Simplicial Activity Driven Model
Giovanni Petri, Alain Barrat

TL;DR
This paper introduces the Simplicial Activity Driven (SAD) model to better represent multi-node interactions in evolving complex systems, revealing significant differences in contagion dynamics compared to traditional pairwise models.
Contribution
The paper proposes the SAD model incorporating simplicial complexes for dynamic multi-agent interactions, advancing the modeling of complex systems beyond pairwise links.
Findings
Simplicial structures significantly alter disease and social contagion outcomes.

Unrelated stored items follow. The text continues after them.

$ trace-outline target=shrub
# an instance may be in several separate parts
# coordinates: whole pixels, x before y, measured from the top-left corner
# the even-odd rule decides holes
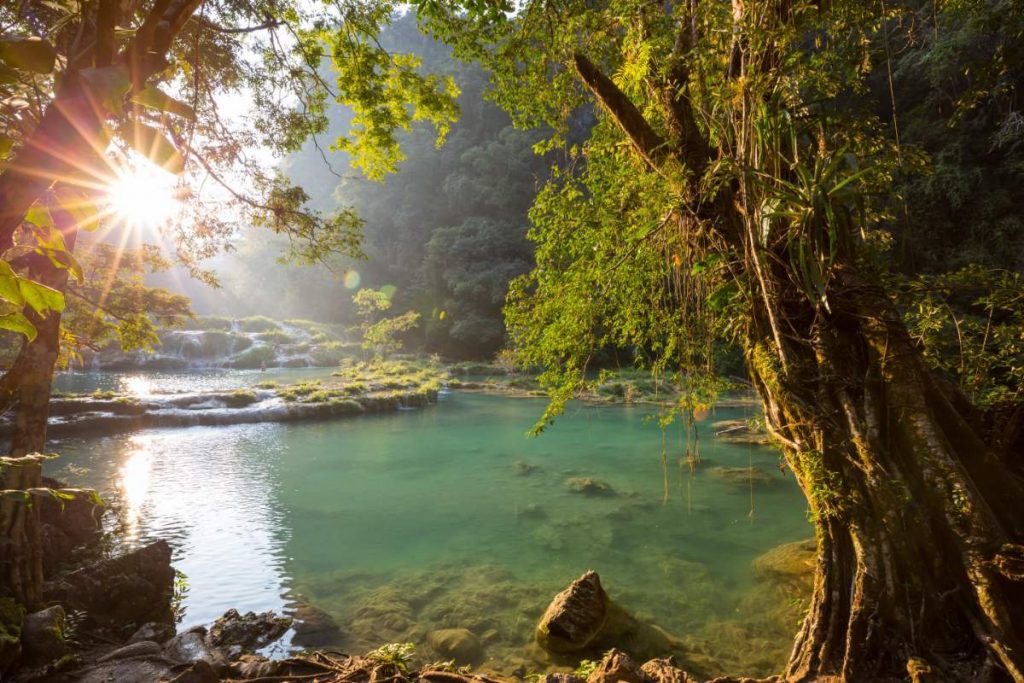
[[[292,336],[283,330],[260,332],[256,335],[256,338],[268,344],[291,344],[294,341]]]
[[[218,315],[204,315],[195,319],[185,319],[182,322],[183,330],[222,330],[231,329],[231,319]]]

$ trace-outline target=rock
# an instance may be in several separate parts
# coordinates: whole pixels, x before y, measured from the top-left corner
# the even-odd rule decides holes
[[[677,667],[671,658],[652,659],[641,666],[640,671],[655,683],[694,683],[694,679]]]
[[[533,463],[524,462],[522,460],[516,460],[512,463],[512,469],[520,477],[526,477],[540,469],[540,465],[534,465]]]
[[[21,655],[21,624],[25,610],[12,598],[0,598],[0,678]]]
[[[292,624],[288,617],[273,612],[246,612],[229,609],[210,627],[209,641],[214,647],[239,646],[243,650],[258,650],[284,635]]]
[[[710,467],[708,474],[734,486],[771,486],[779,481],[760,467]]]
[[[613,489],[607,482],[593,477],[572,477],[565,482],[565,485],[573,493],[584,496],[614,496]]]
[[[168,683],[218,683],[220,675],[206,661],[199,660]]]
[[[75,683],[153,683],[173,675],[172,667],[163,657],[114,659],[76,672]]]
[[[341,637],[341,631],[334,618],[319,607],[300,603],[292,613],[292,642],[301,647],[322,647],[334,645]]]
[[[171,548],[163,540],[77,569],[45,589],[47,601],[121,631],[146,622],[173,624],[173,594]]]
[[[164,656],[181,664],[206,662],[216,671],[227,671],[227,657],[220,650],[210,647],[206,640],[206,629],[202,626],[189,629],[167,641]]]
[[[721,420],[712,424],[711,429],[715,438],[725,443],[771,443],[764,427],[748,420]]]
[[[814,575],[817,544],[813,538],[784,543],[754,559],[754,572],[776,581],[810,581]]]
[[[43,477],[41,484],[51,489],[67,488],[66,484],[49,477]],[[76,547],[99,540],[103,510],[102,506],[82,494],[70,500],[46,496],[39,499],[44,576],[52,575],[62,563],[71,559]]]
[[[119,647],[113,652],[109,652],[99,658],[100,662],[110,662],[115,659],[129,659],[131,657],[141,657],[143,655],[158,655],[163,652],[163,648],[160,647],[160,643],[153,642],[152,640],[140,640],[132,643],[131,645],[125,645]]]
[[[636,662],[622,650],[612,648],[587,676],[587,683],[650,683]]]
[[[142,640],[152,640],[154,643],[166,643],[174,637],[177,629],[173,624],[162,624],[158,621],[151,621],[143,624],[139,630],[128,639],[129,643],[137,643]]]
[[[30,664],[46,664],[67,654],[64,642],[64,608],[47,607],[25,615],[21,627],[23,654]]]
[[[480,639],[465,628],[445,628],[427,634],[427,643],[442,657],[456,664],[475,664],[483,659]]]
[[[585,650],[604,628],[608,596],[597,572],[576,579],[548,605],[537,624],[537,643],[548,652]]]
[[[584,683],[583,679],[575,674],[548,673],[540,679],[539,683]]]

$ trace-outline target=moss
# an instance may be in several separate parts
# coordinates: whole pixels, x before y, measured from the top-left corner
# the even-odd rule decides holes
[[[291,344],[295,341],[290,334],[283,330],[268,330],[260,332],[256,338],[268,344]]]
[[[0,671],[21,652],[21,624],[25,610],[12,598],[0,598]]]
[[[274,320],[264,315],[254,315],[251,318],[242,318],[238,321],[238,326],[244,332],[268,332],[270,330],[279,330],[281,326]]]
[[[259,396],[251,389],[235,389],[230,394],[223,394],[220,400],[229,408],[244,408],[259,401]]]
[[[233,361],[231,367],[235,368],[258,368],[264,364],[273,365],[277,360],[277,354],[269,346],[254,346],[240,353]]]
[[[274,380],[269,379],[265,382],[257,382],[255,386],[257,389],[276,389],[279,385]]]
[[[215,315],[205,315],[195,318],[194,320],[186,320],[181,325],[183,330],[230,330],[231,319],[224,318]]]

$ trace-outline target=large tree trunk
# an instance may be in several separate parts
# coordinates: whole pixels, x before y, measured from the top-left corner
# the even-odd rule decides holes
[[[803,306],[805,342],[787,337],[779,354],[755,324],[747,348],[818,540],[786,680],[929,668],[921,680],[1024,680],[1020,478],[954,407],[881,291],[847,270],[831,301],[827,315]],[[800,329],[789,302],[769,305]]]
[[[74,251],[77,229],[69,216],[53,210],[64,233],[69,252]],[[64,292],[68,271],[50,260],[34,255],[29,276]],[[30,491],[42,486],[42,458],[46,448],[46,425],[50,413],[50,389],[54,366],[60,353],[61,315],[51,311],[42,317],[26,308],[25,315],[36,327],[36,338],[22,345],[14,365],[4,378],[10,382],[14,402],[14,426],[10,455],[0,471],[0,488]],[[30,609],[42,598],[43,565],[39,512],[31,495],[26,499],[8,496],[0,500],[0,592],[9,593]]]

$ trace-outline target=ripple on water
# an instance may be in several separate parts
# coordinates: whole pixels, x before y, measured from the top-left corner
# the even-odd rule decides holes
[[[754,488],[690,474],[678,452],[663,470],[649,410],[579,406],[528,439],[542,407],[454,393],[395,415],[68,439],[51,467],[86,471],[75,481],[119,504],[127,543],[172,542],[186,625],[306,600],[352,651],[470,628],[488,665],[538,669],[536,619],[596,569],[691,654],[725,672],[777,669],[802,593],[758,582],[751,562],[810,527],[775,456],[704,440],[714,466],[764,470]],[[573,477],[608,492],[573,490]]]

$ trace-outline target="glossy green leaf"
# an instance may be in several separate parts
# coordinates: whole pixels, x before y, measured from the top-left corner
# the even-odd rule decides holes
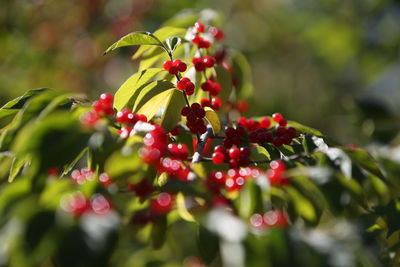
[[[159,249],[165,242],[167,234],[167,218],[160,216],[153,222],[151,228],[151,242],[154,249]]]
[[[150,101],[154,96],[175,88],[175,85],[167,81],[154,81],[147,84],[139,93],[135,104],[132,108],[133,112],[137,112],[144,104]]]
[[[251,159],[254,161],[268,161],[271,160],[271,156],[268,150],[262,146],[253,146],[251,149]]]
[[[117,42],[112,44],[104,54],[107,54],[117,48],[133,45],[157,45],[164,47],[162,42],[150,32],[132,32],[123,36]]]
[[[170,102],[174,90],[170,89],[153,96],[147,101],[137,113],[146,115],[147,119],[151,120],[158,112],[164,112]]]
[[[372,174],[385,179],[385,176],[382,174],[382,171],[376,160],[367,151],[358,148],[348,149],[342,147],[341,149],[350,157],[353,162],[360,165],[362,168],[371,172]]]
[[[15,157],[11,164],[10,174],[8,176],[8,182],[11,183],[12,181],[14,181],[15,177],[18,176],[18,174],[22,171],[24,166],[26,164],[29,165],[29,163],[30,163],[29,156],[24,156],[20,158]]]
[[[307,133],[307,134],[312,134],[316,136],[323,136],[323,134],[311,127],[305,126],[301,123],[295,122],[295,121],[288,121],[288,127],[294,127],[298,132],[300,133]]]
[[[128,103],[134,103],[145,85],[162,71],[161,68],[146,69],[129,77],[114,95],[114,108],[119,111]]]
[[[254,213],[263,212],[263,199],[260,187],[254,181],[247,181],[237,199],[239,215],[250,218]]]
[[[163,116],[161,117],[161,126],[163,126],[166,131],[171,131],[178,124],[181,119],[181,110],[186,104],[181,91],[177,89],[169,91],[172,93],[166,103]]]
[[[172,36],[177,36],[177,37],[185,37],[186,34],[186,29],[184,28],[176,28],[176,27],[170,27],[170,26],[166,26],[166,27],[162,27],[158,30],[156,30],[153,35],[155,37],[157,37],[160,41],[164,41],[169,37]],[[141,46],[135,53],[135,55],[133,56],[133,59],[137,59],[140,56],[142,56],[145,52],[149,53],[151,52],[150,50],[154,50],[154,49],[159,49],[157,47],[148,47],[148,46]]]
[[[221,123],[219,122],[218,114],[210,107],[205,107],[206,120],[211,124],[214,134],[221,131]]]
[[[315,222],[317,215],[312,203],[293,187],[287,187],[286,192],[290,196],[296,212],[305,220]]]

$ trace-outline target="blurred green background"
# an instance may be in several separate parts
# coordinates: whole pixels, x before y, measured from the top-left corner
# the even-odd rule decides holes
[[[390,0],[2,0],[0,104],[39,87],[116,91],[134,49],[103,51],[187,9],[221,12],[226,43],[248,57],[247,115],[279,111],[346,144],[395,142],[400,1]]]

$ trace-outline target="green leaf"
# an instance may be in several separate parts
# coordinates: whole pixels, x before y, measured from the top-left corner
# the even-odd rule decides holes
[[[221,85],[222,90],[218,97],[225,102],[229,99],[232,92],[232,76],[231,74],[222,66],[217,65],[215,67],[215,72],[217,73],[217,82]]]
[[[293,187],[287,187],[286,192],[289,194],[297,213],[305,220],[311,223],[315,222],[317,215],[312,203]]]
[[[237,199],[239,215],[250,218],[256,212],[263,212],[263,199],[260,187],[254,181],[246,182]]]
[[[146,104],[154,96],[167,91],[168,89],[175,88],[175,85],[167,81],[154,81],[147,84],[139,93],[135,104],[133,106],[133,112],[137,112],[144,104]]]
[[[88,138],[79,120],[69,112],[59,111],[27,124],[12,148],[17,157],[30,154],[32,161],[40,162],[42,168],[61,167],[75,159],[87,146]]]
[[[379,165],[376,160],[365,150],[362,149],[348,149],[341,147],[341,149],[350,157],[350,159],[356,164],[360,165],[365,170],[371,172],[372,174],[378,176],[381,179],[385,179],[382,174]]]
[[[211,124],[214,134],[221,131],[221,123],[219,122],[218,114],[210,107],[205,107],[206,120]]]
[[[133,46],[133,45],[157,45],[165,49],[163,43],[152,33],[150,32],[132,32],[130,34],[125,35],[117,42],[112,44],[105,52],[104,55],[117,49],[125,46]]]
[[[181,216],[181,218],[184,219],[185,221],[188,222],[196,221],[193,215],[190,214],[190,212],[186,208],[185,196],[182,194],[182,192],[179,192],[176,195],[176,208],[178,210],[179,216]]]
[[[165,40],[165,43],[168,47],[169,52],[172,54],[176,47],[182,42],[182,39],[177,37],[177,36],[172,36],[169,37],[167,40]]]
[[[262,146],[253,146],[251,149],[251,159],[252,160],[271,160],[268,150]]]
[[[170,26],[162,27],[153,33],[153,35],[161,41],[164,41],[171,36],[177,36],[177,37],[183,38],[183,37],[185,37],[185,34],[186,34],[186,29],[170,27]],[[135,55],[133,56],[133,59],[139,58],[145,52],[147,52],[147,53],[152,52],[150,50],[153,50],[153,49],[158,49],[158,48],[157,47],[149,48],[148,46],[141,46],[136,51]]]
[[[40,88],[40,89],[32,89],[32,90],[26,91],[22,96],[17,97],[16,99],[13,99],[13,100],[9,101],[8,103],[6,103],[0,109],[0,111],[5,110],[5,109],[20,109],[25,105],[26,101],[28,101],[30,98],[32,98],[33,96],[36,96],[38,94],[41,94],[45,91],[48,91],[48,90],[50,90],[50,89]],[[1,112],[0,112],[0,114],[1,114]]]
[[[171,131],[178,124],[181,119],[181,110],[186,104],[181,91],[177,89],[169,91],[172,91],[172,93],[161,118],[161,126],[166,131]]]
[[[25,157],[21,157],[21,158],[15,157],[11,164],[10,174],[8,176],[8,182],[11,183],[12,181],[14,181],[15,177],[18,176],[18,174],[21,172],[21,170],[25,166],[25,164],[29,165],[29,163],[30,163],[29,156],[25,156]]]
[[[312,135],[316,135],[316,136],[323,136],[323,134],[311,127],[305,126],[303,124],[300,124],[298,122],[295,121],[288,121],[287,123],[288,127],[294,127],[298,132],[300,133],[308,133],[308,134],[312,134]]]
[[[146,69],[129,77],[115,93],[114,108],[120,111],[128,103],[134,103],[146,83],[162,71],[161,68]]]
[[[165,109],[168,106],[173,93],[174,90],[171,89],[153,96],[137,111],[137,113],[146,115],[148,120],[152,119],[157,112],[159,112],[162,108]]]

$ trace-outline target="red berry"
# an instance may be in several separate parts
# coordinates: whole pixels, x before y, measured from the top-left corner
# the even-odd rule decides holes
[[[208,99],[208,98],[202,98],[201,100],[200,100],[200,104],[201,104],[201,106],[204,108],[204,107],[211,107],[211,102],[210,102],[210,99]]]
[[[214,152],[212,154],[212,162],[214,164],[222,164],[224,163],[225,155],[222,152]]]
[[[268,129],[271,126],[271,121],[268,118],[264,118],[260,121],[261,127]]]
[[[272,143],[274,144],[274,146],[280,147],[282,145],[282,139],[279,136],[275,136],[272,140]]]
[[[290,137],[292,137],[292,138],[295,138],[295,137],[297,136],[297,131],[296,131],[296,129],[293,128],[293,127],[289,127],[289,128],[286,130],[286,133],[287,133]]]
[[[150,209],[155,214],[165,214],[172,209],[172,196],[169,193],[161,193],[150,203]]]
[[[210,56],[203,57],[203,63],[207,68],[212,68],[215,64],[215,60]]]
[[[218,63],[221,63],[226,57],[226,49],[222,48],[220,50],[218,50],[215,55],[214,58]]]
[[[172,61],[171,61],[171,60],[166,60],[166,61],[164,61],[164,64],[163,64],[164,70],[169,71],[169,69],[170,69],[171,67],[172,67]]]
[[[283,116],[280,113],[274,113],[272,114],[272,119],[279,123],[281,120],[283,120]]]
[[[189,107],[183,107],[181,110],[181,115],[182,116],[187,116],[190,113],[191,109]]]
[[[201,89],[203,89],[206,92],[212,90],[212,87],[213,87],[213,82],[210,80],[201,84]]]
[[[223,146],[221,146],[221,145],[216,146],[216,147],[214,148],[214,152],[225,153],[225,148],[224,148]]]
[[[197,72],[202,72],[203,70],[205,70],[206,66],[203,62],[197,61],[196,63],[194,63],[194,68]]]
[[[229,149],[229,157],[231,159],[239,159],[240,158],[240,149],[233,147]]]
[[[249,157],[250,154],[251,154],[251,149],[249,147],[241,147],[240,148],[240,154],[241,155],[246,155],[247,157]]]
[[[178,74],[178,67],[176,66],[171,66],[168,70],[168,72],[172,75]]]
[[[287,120],[281,119],[281,120],[279,121],[279,125],[282,126],[282,127],[286,127],[286,125],[287,125]]]
[[[195,28],[195,30],[196,30],[196,32],[197,33],[202,33],[202,32],[204,32],[204,24],[202,23],[202,22],[196,22],[195,24],[194,24],[194,28]]]
[[[203,39],[203,40],[200,40],[200,42],[198,43],[198,46],[199,46],[199,48],[207,49],[207,48],[210,48],[211,43],[209,41],[206,41]]]
[[[236,109],[239,110],[240,113],[244,113],[249,109],[249,103],[245,100],[239,100],[236,103]]]
[[[278,126],[278,128],[276,128],[275,133],[278,136],[282,136],[282,135],[286,134],[286,128],[282,127],[282,126]]]
[[[221,41],[225,37],[224,32],[217,27],[210,27],[208,32],[211,33],[211,35],[214,36],[215,40],[217,41]]]
[[[112,179],[107,173],[100,174],[99,181],[105,187],[109,186],[112,183]]]
[[[213,83],[212,87],[210,89],[210,94],[212,96],[217,96],[219,94],[219,92],[221,92],[222,87],[219,83]]]
[[[190,108],[192,110],[196,110],[196,109],[201,109],[201,106],[199,103],[193,103],[192,105],[190,105]]]
[[[106,103],[106,104],[111,104],[114,101],[114,96],[112,94],[109,93],[104,93],[100,95],[100,99],[102,102]]]
[[[264,223],[268,227],[286,228],[289,226],[289,221],[283,211],[271,210],[264,214]]]
[[[219,110],[222,106],[222,101],[218,97],[213,97],[211,100],[211,108],[214,110]]]
[[[181,132],[181,127],[177,125],[174,129],[170,131],[171,135],[178,136]]]
[[[183,62],[179,62],[176,67],[178,68],[179,72],[184,72],[187,69],[186,64]]]

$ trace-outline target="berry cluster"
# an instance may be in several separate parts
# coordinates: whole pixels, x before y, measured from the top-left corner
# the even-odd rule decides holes
[[[215,60],[210,57],[210,56],[205,56],[205,57],[194,57],[192,59],[192,63],[194,65],[194,68],[198,72],[204,71],[206,68],[212,68],[214,67]]]
[[[174,61],[167,60],[164,61],[163,65],[164,70],[168,71],[169,74],[176,75],[178,72],[185,72],[187,66],[180,59],[175,59]]]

Fluctuations in multi-node interactions influence contagion processes.
Social cascades can become slower and more complex on evolving simplicial complexes.
Abstract
Many complex systems find a convenient representation in terms of networks: structures made by pairwise interactions (links) of elements (nodes). For many biological and social systems, elementary interactions involve however more than two elements, and simplicial complexes are more adequate to describe such phenomena. Moreover, these interactions often change over time. Here, we propose a framework to model such an evolution: the Simplicial Activity Driven (SAD) model, in which the building block is a simplex of nodes representing a multi-agent interaction. We show analytically and numerically that the use of simplicial structures leads to crucial differences in the outcome of paradigmatic processes modelling disease propagation or social contagion, with respect to the activity-driven (AD) model, a paradigmatic temporal network model involving only binary interactions. In particular,…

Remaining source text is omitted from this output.